A lot of people are distressed about the situation of the nation in ways and from points of view quite different than my own.    However some of them are somehow involved in a blog somehow or other that my sister has posted in at least once. I get the feeling that there is a kind of support group involved in all of that as well. Here is the link for the Sick Pilgrim blog.   Here is the link for my sister’s post which is not always so easy to find on the site. My last post had something to do with the nuanced nature of Jewish identity in America and what it has to say to American and American Catholic experience.  Sick Pilgrim is a good thing I think and a good set of things. But it is also, like U.S. Catholic with which it has some connections ( if only through personnel), it is also a sign of the strains that exist in American Catholic identity. Some of that strain is healthy and life-giving and even where it is not venting the experience of the strain can be healthy and life-giving.

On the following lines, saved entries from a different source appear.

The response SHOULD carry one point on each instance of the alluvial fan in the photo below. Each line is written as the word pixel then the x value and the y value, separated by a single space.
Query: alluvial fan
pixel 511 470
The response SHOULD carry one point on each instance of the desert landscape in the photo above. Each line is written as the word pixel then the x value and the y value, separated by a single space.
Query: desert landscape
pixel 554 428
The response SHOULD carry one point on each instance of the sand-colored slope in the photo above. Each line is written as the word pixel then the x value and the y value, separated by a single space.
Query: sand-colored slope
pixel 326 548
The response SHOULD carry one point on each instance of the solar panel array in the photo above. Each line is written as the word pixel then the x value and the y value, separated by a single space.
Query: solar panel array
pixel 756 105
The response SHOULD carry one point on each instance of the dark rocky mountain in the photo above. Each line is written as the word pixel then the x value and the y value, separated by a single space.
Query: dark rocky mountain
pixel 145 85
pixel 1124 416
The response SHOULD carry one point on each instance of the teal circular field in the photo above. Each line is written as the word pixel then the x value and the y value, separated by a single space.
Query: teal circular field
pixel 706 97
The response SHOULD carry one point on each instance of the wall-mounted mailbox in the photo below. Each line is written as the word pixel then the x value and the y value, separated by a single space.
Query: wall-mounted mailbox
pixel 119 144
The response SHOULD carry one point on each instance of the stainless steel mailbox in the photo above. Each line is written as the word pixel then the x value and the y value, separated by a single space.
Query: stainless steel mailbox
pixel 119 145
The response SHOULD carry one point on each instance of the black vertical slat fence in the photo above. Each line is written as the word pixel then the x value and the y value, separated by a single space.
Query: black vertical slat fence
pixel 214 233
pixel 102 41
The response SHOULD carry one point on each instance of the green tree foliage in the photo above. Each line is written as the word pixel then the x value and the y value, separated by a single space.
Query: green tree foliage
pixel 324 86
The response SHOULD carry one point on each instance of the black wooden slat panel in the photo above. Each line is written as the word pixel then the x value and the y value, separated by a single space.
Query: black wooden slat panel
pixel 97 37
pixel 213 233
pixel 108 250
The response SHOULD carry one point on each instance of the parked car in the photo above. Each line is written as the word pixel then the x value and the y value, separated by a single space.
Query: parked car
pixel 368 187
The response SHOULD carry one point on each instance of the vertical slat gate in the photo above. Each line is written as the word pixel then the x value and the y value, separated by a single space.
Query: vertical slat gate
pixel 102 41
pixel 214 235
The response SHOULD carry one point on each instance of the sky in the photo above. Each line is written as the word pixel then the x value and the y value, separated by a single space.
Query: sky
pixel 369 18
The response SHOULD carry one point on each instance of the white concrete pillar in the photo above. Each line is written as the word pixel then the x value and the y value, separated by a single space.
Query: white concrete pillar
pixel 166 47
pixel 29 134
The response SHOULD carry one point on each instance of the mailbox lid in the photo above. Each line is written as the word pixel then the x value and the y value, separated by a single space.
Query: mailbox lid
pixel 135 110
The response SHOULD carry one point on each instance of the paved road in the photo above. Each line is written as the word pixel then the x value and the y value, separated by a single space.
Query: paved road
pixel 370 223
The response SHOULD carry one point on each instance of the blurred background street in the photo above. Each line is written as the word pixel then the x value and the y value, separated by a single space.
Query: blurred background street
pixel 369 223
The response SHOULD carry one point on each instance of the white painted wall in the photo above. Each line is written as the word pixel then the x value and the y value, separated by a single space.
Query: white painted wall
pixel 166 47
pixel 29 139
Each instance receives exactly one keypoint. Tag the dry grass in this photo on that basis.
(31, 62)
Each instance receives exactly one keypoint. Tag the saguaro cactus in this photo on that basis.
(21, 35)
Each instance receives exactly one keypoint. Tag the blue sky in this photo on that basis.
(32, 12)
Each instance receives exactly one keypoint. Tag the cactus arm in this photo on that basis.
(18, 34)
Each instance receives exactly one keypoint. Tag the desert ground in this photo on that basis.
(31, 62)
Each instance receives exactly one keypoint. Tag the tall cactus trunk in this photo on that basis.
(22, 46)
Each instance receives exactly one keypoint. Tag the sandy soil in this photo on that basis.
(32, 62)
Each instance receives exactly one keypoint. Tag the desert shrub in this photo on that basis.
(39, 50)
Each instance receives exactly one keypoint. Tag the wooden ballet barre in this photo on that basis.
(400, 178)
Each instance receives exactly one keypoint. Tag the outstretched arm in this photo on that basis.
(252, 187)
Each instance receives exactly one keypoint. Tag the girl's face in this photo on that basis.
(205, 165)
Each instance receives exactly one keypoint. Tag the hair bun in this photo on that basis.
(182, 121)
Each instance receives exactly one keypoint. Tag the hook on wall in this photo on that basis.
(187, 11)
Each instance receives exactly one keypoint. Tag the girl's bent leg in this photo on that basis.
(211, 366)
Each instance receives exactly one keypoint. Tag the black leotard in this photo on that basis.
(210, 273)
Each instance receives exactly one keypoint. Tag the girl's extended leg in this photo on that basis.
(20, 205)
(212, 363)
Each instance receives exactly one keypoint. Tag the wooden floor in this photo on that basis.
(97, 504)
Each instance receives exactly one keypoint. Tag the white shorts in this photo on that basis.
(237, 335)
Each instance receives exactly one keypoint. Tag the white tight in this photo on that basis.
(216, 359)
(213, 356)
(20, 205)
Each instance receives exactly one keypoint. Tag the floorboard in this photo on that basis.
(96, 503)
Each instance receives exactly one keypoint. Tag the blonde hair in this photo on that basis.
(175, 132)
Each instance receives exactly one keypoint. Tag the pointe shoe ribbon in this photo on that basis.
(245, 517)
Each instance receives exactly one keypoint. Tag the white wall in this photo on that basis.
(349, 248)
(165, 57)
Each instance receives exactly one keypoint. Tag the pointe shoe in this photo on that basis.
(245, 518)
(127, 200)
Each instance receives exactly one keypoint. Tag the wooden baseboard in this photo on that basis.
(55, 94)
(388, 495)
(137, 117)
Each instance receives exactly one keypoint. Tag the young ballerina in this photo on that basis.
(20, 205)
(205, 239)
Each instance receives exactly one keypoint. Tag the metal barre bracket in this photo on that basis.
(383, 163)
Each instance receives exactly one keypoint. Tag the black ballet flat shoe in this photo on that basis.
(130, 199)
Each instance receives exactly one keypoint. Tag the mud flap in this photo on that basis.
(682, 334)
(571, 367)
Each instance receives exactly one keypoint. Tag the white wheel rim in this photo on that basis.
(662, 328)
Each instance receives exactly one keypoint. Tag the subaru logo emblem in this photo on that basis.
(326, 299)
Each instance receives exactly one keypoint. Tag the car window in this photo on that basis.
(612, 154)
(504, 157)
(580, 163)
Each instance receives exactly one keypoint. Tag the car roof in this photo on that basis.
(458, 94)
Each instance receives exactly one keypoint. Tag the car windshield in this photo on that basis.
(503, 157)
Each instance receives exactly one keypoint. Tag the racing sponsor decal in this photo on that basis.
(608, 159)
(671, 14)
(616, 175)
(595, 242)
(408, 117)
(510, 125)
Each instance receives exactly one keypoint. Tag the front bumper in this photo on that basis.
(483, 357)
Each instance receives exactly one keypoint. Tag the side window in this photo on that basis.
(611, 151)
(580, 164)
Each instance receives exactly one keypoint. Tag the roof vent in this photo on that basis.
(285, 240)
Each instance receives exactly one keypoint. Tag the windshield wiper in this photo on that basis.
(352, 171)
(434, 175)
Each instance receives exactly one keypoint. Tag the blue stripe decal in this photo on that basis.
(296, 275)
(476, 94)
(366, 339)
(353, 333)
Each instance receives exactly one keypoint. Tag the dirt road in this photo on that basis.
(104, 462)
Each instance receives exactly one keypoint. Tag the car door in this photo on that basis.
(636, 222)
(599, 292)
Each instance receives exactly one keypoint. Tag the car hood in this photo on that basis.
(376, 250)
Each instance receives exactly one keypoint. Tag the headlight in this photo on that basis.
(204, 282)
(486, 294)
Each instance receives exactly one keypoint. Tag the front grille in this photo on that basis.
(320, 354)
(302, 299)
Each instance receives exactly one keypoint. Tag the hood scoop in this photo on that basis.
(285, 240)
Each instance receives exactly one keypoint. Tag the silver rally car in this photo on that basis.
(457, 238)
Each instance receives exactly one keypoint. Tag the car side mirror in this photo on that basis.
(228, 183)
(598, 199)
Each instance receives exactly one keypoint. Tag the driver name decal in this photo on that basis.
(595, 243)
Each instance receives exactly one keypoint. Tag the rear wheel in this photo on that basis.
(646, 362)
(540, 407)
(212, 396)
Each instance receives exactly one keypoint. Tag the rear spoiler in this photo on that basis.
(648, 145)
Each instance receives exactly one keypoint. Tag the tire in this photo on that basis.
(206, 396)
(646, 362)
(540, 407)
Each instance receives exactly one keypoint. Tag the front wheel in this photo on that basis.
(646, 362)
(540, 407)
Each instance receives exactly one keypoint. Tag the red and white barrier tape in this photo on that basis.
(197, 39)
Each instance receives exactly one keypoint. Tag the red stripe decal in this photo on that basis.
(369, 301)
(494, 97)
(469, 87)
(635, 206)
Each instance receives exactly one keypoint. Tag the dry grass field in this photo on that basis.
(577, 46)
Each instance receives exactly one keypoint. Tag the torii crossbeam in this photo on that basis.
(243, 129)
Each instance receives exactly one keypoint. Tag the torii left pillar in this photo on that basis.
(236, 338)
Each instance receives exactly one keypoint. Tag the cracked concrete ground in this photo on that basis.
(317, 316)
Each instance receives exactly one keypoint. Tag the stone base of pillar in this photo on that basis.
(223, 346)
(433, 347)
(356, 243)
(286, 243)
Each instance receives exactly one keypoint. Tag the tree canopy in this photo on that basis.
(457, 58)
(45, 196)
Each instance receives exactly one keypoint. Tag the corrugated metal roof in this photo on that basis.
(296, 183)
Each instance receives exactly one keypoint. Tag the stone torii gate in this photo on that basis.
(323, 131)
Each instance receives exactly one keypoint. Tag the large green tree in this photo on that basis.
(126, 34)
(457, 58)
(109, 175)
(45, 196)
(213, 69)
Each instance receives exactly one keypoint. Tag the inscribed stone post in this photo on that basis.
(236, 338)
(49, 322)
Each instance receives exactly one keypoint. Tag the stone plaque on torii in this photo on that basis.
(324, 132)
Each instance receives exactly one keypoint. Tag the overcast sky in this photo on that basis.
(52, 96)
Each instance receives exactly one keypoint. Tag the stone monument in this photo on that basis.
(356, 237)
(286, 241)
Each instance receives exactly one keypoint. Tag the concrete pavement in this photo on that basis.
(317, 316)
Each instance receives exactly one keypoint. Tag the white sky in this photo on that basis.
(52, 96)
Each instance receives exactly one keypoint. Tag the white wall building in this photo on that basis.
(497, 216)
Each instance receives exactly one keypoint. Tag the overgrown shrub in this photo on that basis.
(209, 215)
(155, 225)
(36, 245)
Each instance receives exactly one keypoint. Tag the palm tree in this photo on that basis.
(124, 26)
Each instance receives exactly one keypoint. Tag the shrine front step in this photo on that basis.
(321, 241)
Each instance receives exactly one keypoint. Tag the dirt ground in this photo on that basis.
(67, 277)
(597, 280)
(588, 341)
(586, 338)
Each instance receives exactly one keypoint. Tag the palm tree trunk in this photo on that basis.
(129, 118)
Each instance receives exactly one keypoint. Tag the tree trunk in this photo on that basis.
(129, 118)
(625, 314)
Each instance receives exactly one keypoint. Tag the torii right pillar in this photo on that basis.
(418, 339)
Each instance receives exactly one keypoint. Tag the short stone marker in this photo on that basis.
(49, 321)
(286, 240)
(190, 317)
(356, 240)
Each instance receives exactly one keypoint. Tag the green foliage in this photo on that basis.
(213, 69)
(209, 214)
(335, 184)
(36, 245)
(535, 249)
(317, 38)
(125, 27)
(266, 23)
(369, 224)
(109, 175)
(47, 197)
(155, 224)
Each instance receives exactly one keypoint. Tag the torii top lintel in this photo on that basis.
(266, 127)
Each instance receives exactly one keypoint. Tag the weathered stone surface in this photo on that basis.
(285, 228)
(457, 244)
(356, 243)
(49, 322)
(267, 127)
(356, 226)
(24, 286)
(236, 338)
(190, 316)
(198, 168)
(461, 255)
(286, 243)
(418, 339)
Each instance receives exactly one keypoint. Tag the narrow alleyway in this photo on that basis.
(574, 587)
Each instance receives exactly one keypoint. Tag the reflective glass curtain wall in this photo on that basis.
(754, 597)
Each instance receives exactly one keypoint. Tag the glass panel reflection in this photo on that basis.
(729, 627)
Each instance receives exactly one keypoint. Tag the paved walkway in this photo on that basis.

This is a blog post I hope will be  fairly short, that is mostly about my feelings as regards the way things are in the world as it stretches forth before us today. But even more so about the world as I am experiencing it just now. The world we all live in at any given time is quite a bit smaller than the whole world all the time. Today I stopped by the Abbeville Cultural & Historical Alliance Museum and Art Gallery where the students of a local predominantly African American private school had provided the display which is up for January and February in honor of Black History Month — this year the display relates to the Voting Rights Act and larger issues of voting.  Along with photos from that display I include the badly framed selfie of my visit with tourists from Abbeville, France and some pictures of the faded mural from downtown. I am very rooted here even though I spent a good part of my morning checking the legitimacy of the first decent inquiry about a possible job offer that I have had in a long time –and that company was based in Hong Kong. i am still not sure if it is legitimate. if it is and all works out I might not be desperately underfunded for the first time in over a decade. but regardless of what happens little hope has grown up around my labors in this land and society, very little as regards my own needs and well being. But I wonder if the  people doing the work on the Voting Rights display are commenting on any particular aspect of the recent electoral experience. There are so many things to say about the outcome.  My own political comments on this blog are legion. But they all say that Black people and others should be able to vote in America. But the fact that all sides have protested so much about this election in which so many were able to vote shows that there are many questions left unanswered.

The Election has somehow or other marked a new era. But we all have familiar problems to solve and so does the country as a whole. For me most kinds of hope are luxuries that no longer seem relevant. Mostly there are bleak and dismal prospects in all directions. But I do vote and I do look around to see what might be available to hope for around the next corner.